一部の自治体では、行政手続条例の制定を契機として、要綱の条例化の取組みが見られたが、一時的な機運の盛り上がりに終わってしまった感がある。また、要綱の公開は、透明性や予測可能性の確保につながるものの、逆に、内部的なものにとどまらないものとなり、人々がそれを信頼し、あるいは期待して行動することなどにより外部的な意味を認められることにもつながり、法治主義との関係でジレンマを抱える可能性もある。
このほか、合意による契約の形式・手法が活発に用いられ、公害防止協定、宅地開発協定などのように、規制行政の中でその目的を達するために契約の手法を用いるようなことも見られる。そして、その中には、条例によるべき事柄を契約の条項として定めているものも散見され、これについても法治主義との関係が問われうることになる。

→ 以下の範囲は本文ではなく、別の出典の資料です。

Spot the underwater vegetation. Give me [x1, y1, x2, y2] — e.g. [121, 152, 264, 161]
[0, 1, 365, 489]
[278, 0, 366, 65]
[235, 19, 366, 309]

執行機関による要綱や契約による対応は、必要に迫られたものであったとしても、議会の側から見れば、議会をスルーするものと捉えられることも少なからずあるはずだ。議会としては、安易に執行機関に対応を任せ、あるいは任せ切りとなるのではなく、要綱や契約による対応に問題意識と関心をもち、それを監視するとともに、必要なものについては条例化することを追求していくことなども必要だろう。
要綱や契約による対応に走りがちな執行機関の側に警鐘を鳴らすのは、議会の役割といえる。